Pamela Jiles : Je pense que les secteurs les plus lucides de l’élite comprennent le potentiel transformateur du Front Ample, donc ils le craignent. Ils savent que nous ne négocierons pas les exigences de notre peuple. En quelques mois, nous avons réalisé un type de travail politique qui n’a pas été fait auparavant. Nous avons mis fin à l’idée de l’avant-scène et du discours, de la verticalité, de certains professionnels de la bureaucratie qui nous indiquent où nous devons aller et comment nous devons voter. Nous, les Chiliens, avons surmonté la dictature avec tous les morts et la douleur que nous connaissons, mais le pire était à venir : la tentative délibérée de démanteler le mouvement populaire, de réduire au minimum l’activité citoyenne, qui avait pu vaincre la dictature mais qui n’a eu aucune participation dans les vingt-sept années suivantes. C’est là le plus grand crime de la Concertation et de la Nouvelle Majorité. Maintenant, ils forment la nouvelle classe entrepreneuriale, qui négocie et se partage le gâteau avec l’ancienne oligarchie. Toute tentative de relancer le mouvement populaire a été éteinte avec des menaces, des pactes, des machinations, des chantages et même des armes. Il n’y a pas de tâche plus urgente que de relancer ce mouvement, d’éveiller les citoyens pour qu’ils luttent pour le respect de leurs droits. C’est difficile, mais le Front Ample est une possibilité de transformer la rage en actions. Mettre sur pied ce mouvement social changera les conditions politiques du pays. Les gens ordinaires ressentent leur force à nouveau.

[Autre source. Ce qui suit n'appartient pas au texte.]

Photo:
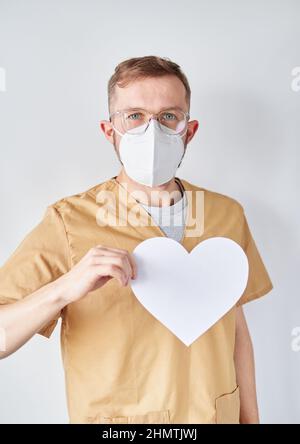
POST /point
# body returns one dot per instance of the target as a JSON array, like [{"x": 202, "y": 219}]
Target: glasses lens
[
  {"x": 135, "y": 121},
  {"x": 172, "y": 121}
]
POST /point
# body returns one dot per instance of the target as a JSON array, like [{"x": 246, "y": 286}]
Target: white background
[{"x": 238, "y": 56}]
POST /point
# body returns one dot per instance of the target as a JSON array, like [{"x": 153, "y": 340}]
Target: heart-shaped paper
[{"x": 189, "y": 292}]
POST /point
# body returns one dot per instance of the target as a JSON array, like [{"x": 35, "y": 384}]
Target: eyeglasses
[{"x": 172, "y": 121}]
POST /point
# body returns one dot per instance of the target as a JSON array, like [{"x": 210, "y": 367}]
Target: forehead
[{"x": 152, "y": 94}]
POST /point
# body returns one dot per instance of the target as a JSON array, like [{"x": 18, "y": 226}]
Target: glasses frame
[{"x": 152, "y": 115}]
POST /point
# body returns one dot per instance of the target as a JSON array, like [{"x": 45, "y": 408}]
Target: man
[{"x": 122, "y": 365}]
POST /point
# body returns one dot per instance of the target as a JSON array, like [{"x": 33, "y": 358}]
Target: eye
[
  {"x": 134, "y": 116},
  {"x": 169, "y": 116}
]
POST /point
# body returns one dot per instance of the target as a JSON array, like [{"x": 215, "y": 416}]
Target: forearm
[
  {"x": 245, "y": 371},
  {"x": 19, "y": 321}
]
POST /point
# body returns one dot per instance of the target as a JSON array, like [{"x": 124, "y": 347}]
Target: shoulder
[
  {"x": 80, "y": 199},
  {"x": 215, "y": 199}
]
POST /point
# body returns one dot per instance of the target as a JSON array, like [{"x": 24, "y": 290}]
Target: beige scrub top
[{"x": 121, "y": 364}]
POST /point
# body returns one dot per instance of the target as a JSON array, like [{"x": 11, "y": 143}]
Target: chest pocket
[
  {"x": 154, "y": 417},
  {"x": 228, "y": 408}
]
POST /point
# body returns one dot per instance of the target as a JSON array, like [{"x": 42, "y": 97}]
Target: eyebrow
[{"x": 163, "y": 109}]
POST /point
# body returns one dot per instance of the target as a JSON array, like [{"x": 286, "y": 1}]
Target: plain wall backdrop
[{"x": 56, "y": 58}]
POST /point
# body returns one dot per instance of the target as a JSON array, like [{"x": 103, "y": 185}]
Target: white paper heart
[{"x": 189, "y": 292}]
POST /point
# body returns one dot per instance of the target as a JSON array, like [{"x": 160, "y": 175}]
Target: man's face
[{"x": 152, "y": 94}]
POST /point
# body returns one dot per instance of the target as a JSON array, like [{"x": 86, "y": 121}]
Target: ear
[
  {"x": 106, "y": 127},
  {"x": 193, "y": 126}
]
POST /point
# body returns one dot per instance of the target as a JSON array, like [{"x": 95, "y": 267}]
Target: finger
[
  {"x": 120, "y": 261},
  {"x": 113, "y": 271}
]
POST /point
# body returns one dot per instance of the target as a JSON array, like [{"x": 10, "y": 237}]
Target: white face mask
[{"x": 151, "y": 158}]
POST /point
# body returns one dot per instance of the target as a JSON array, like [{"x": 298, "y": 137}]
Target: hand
[{"x": 98, "y": 266}]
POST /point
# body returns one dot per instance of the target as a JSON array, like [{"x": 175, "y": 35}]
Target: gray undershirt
[{"x": 171, "y": 219}]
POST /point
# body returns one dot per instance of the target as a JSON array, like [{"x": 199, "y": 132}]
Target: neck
[{"x": 163, "y": 195}]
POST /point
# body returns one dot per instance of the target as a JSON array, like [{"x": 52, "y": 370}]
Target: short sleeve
[
  {"x": 41, "y": 257},
  {"x": 259, "y": 282}
]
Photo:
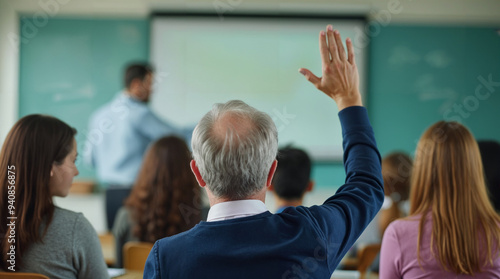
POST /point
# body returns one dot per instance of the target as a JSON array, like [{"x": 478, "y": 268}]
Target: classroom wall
[{"x": 417, "y": 75}]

Un groupe solide du Front Ample au Congrès va inverser le processus de dégradation politique. Parce qu’il y a peu de temps, Fukuyama affirmait que la « fin de l’histoire » était arrivée avec la victoire finale et éternelle du marché. Cependant, aujourd’hui, le capitalisme s’effondre; il est clair que le système néolibéral était inutile, il n’a pu résoudre aucun des problèmes humains. Aujourd’hui, les termes « réglementation économique », « ruissellement », « privatisations », « AFP », « flexibilité du travail », « entrepreneurs », « libre initiative privée » et « incitatifs » semblent vieillis. Ce sont des concepts inutiles, mensongers et dépassés par l’histoire. La Concertation et la Droite ont signé des traités commerciaux qui nous ont appauvris, elles ont donné nos richesses halieutiques aux Japonais, nos compagnies énergétiques aux Espagnols, notre cuivre aux gringos. Nous avons vu comment les entreprises forestières ont désertifié nos forêts, avec les pins et les eucalyptus qui absorbent toute l’eau et qui prennent ensuite le chemin de la Chine, d’où nous obtenons en échange du plastique de quatrième catégorie. Les quartiers où vivent de nombreux Chiliens sont des sites non cultivés qui pourraient être transformés en de beaux vergers communaux, peuplés de fleurs, d’arbres, de porcellions et de colibris. Bien, il y a tellement de choses à faire, l’équipe du Front Ample devra nous rendre notre pays. Nous devrons éduquer, éduquer, éduquer et apprendre les uns des autres. Nous empruntons un chemin large… et la Grand-mère mettra toute son âme dans ce combat.